Dairy-futures traders are having a field day.

"We've been hitting records," says a spokesman for the Chicago Mercantile Exchange. Open-interest volume in dairy product futures has already doubled from last month's levels and is up fivefold from the same period last year, according to the CME.

Trading in dairy-product futures is relatively new, beginning in the late 1990s. The most actively traded contracts are Class III milk futures, according to the CME. That's cheese.

The CME trades contracts in four different dairy products: Class III milk (cheese), Class IV milk (skim milk and cream), nonfat dry milk and butter. These contracts provide price indicators for retail products in months to come. However, because volume and trading has been inconsistent in the fresh market, price indicators aren't as reliable as other commodity futures (i.e. crude oil), analysts note.

The translation into retail product prices includes a great range of factors, of which commodity futures pricing is just one. For example, one analyst says the reason milk prices have held steady until now (even though raw milk prices dipped last year) is that milk wholesalers "kept their prices the same, so they had some cushion."

Dairy-product prices beef up

Still, prices on all dairy products are expected to rise, along with other commodities for the rest of this year, analysts predict.

"It's really economics 101," says Peter Vitaliano, vice president of economic policy and market research for the National Milk Producers Federation. "There was an excess supply and softening demand situation following 9/11.That resulted in... 25-year low levels."

Farmers then cut back on production, he says. When demand picked up again last year, farmers were behind on production, but fell further behind when access to dairy cows from Canada was shut off due to mad cow findings in that country.
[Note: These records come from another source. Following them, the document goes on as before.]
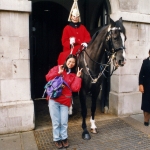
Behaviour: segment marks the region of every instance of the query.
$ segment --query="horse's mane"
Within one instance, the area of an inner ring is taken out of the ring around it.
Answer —
[[[106,27],[108,28],[108,25],[107,25],[107,26],[100,27],[99,30],[97,30],[97,31],[93,34],[92,39],[91,39],[91,41],[89,42],[88,45],[91,45],[91,44],[93,43],[93,41],[96,39],[96,37],[97,37],[100,33],[104,32],[104,34],[105,34],[105,33],[107,32],[107,30],[105,30]]]

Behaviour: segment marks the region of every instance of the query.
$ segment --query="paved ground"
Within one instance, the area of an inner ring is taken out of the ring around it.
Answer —
[[[79,105],[69,118],[68,150],[150,150],[150,126],[143,125],[143,114],[116,117],[103,114],[97,109],[98,134],[91,134],[91,140],[81,138],[81,116]],[[0,150],[55,150],[52,141],[51,120],[46,101],[35,103],[36,128],[34,131],[0,135]],[[90,112],[88,110],[88,112]],[[87,117],[90,129],[90,114]]]

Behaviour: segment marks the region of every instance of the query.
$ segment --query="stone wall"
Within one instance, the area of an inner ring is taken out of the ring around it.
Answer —
[[[110,0],[111,18],[126,28],[126,64],[111,77],[109,111],[118,116],[142,113],[138,75],[150,49],[150,0]]]
[[[0,134],[34,128],[28,0],[0,0]]]

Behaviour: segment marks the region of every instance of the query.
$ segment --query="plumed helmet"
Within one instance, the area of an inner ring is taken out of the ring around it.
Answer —
[[[78,0],[74,0],[74,3],[72,5],[69,17],[68,17],[68,21],[71,21],[71,15],[75,16],[75,17],[79,17],[79,22],[81,22],[81,18],[80,18],[80,12],[79,12],[79,8],[78,8]]]

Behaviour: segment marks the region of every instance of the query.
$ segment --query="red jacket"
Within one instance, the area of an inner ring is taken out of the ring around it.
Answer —
[[[58,74],[58,66],[55,66],[52,69],[50,69],[50,71],[46,75],[46,81],[48,82],[59,75],[60,74]],[[64,80],[70,86],[72,92],[78,92],[80,90],[81,78],[77,77],[76,74],[74,73],[67,74],[66,71],[64,71],[62,75],[63,75]],[[72,99],[72,92],[67,86],[65,86],[62,90],[62,95],[56,98],[55,101],[59,102],[60,104],[70,107],[71,99]]]
[[[74,28],[70,25],[67,25],[62,34],[62,45],[63,52],[60,53],[58,57],[58,65],[64,64],[67,56],[70,54],[70,37],[75,37],[75,44],[73,49],[73,54],[76,54],[78,49],[81,47],[81,43],[86,42],[89,43],[91,40],[91,36],[84,25],[80,25],[77,28]]]

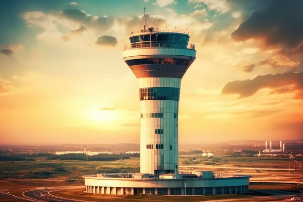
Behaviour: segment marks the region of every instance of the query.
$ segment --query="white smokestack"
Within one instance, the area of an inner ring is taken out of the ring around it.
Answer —
[[[280,149],[282,149],[282,140],[280,141]]]
[[[265,141],[265,149],[267,149],[267,141]]]

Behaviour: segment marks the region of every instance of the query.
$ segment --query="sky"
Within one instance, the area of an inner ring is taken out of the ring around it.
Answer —
[[[186,31],[179,143],[303,137],[303,1],[0,1],[0,144],[139,143],[131,31]]]

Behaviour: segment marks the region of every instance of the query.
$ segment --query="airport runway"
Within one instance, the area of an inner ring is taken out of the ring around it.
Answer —
[[[54,196],[51,192],[63,189],[69,189],[84,187],[84,186],[60,186],[56,187],[49,187],[47,189],[41,188],[35,189],[22,193],[23,197],[14,195],[8,192],[0,192],[0,196],[15,199],[16,200],[27,201],[33,202],[88,202],[88,201],[83,201],[76,200],[75,199],[68,199],[66,198]]]

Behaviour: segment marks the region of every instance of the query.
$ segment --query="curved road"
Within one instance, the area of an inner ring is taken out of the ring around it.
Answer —
[[[25,191],[22,193],[23,197],[19,197],[10,194],[8,192],[0,192],[0,196],[2,196],[17,200],[28,201],[34,202],[88,202],[88,201],[83,201],[80,200],[75,200],[75,199],[68,199],[66,198],[54,196],[51,194],[52,192],[63,189],[74,189],[77,188],[84,187],[84,186],[61,186],[55,187],[50,187],[47,189],[36,189]]]

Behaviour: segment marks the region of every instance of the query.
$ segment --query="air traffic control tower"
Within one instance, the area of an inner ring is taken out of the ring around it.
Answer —
[[[218,175],[211,171],[178,171],[181,79],[196,53],[193,45],[188,46],[188,34],[144,28],[138,33],[132,33],[129,39],[131,44],[124,47],[122,56],[139,83],[140,172],[84,175],[86,193],[167,195],[247,193],[250,175],[238,173]]]
[[[132,32],[129,39],[122,57],[139,84],[140,172],[178,173],[180,86],[196,59],[195,45],[188,46],[188,34],[153,28]]]

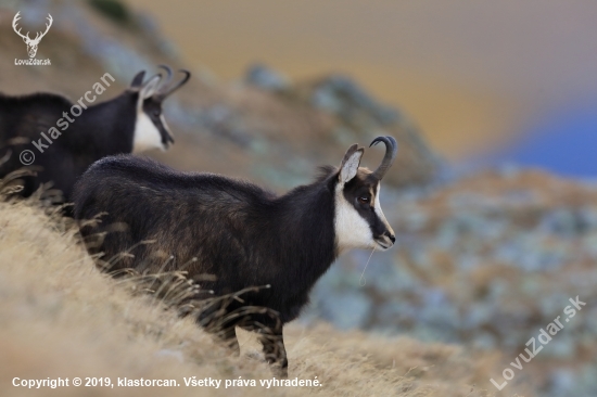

Additionally, Monsanto (MON), which supplies a key growth hormone to dairy farmers to increase per-cow production, this year announced a 50 percent rationing of the product due production problems at one its plants.

The confluence of events will put dairy prices at new highs, with peak months being May and June, according to Vitaliano, before prices moderate as production capacity increases.

While, "you can't turn cows on and off like water," as Vitaliano notes, farmers can milk them more and import dairy cows from other countries besides Canada. "It will all work out when new cows are added," he says.

Not for everybody

Direct trading of commodities futures contracts may be outside the realm of most investors. (Commodities contracts are complex and extremely volatile.) But hedge funds and managed futures accounts are more retail-oriented products that allow investors to access the commodities markets with professional oversight.

Still, the perceived risk and volatility of the commodities markets is often too much for the average investor to bear.

"We invested our clients in a pooled commodity account four years ago," says veteran financial planner Jack Blankinship at Blankinship & Foster in Del Mar, CA. "Most of them would just as soon not have it as part of their portfolio."

He says, "we thought at the beginning of an economic recovery that commodities would be better performing. Turns out we were right, but our clients still aren't comfortable with them." He says they don't understand futures contracts, and are uneasy with the associated risk.

In any case, commodities should comprise at most between five and 10 percent of a portfolio, according to financial planning models.

For those wagering investments in the asset class, there are a plethora of choices. The USDA keeps tally on these products and sets a calendar of reports on its Web site.

With the basics like milk and gas prices pushing through new price levels, it begs the question of what will be next. Bread and water?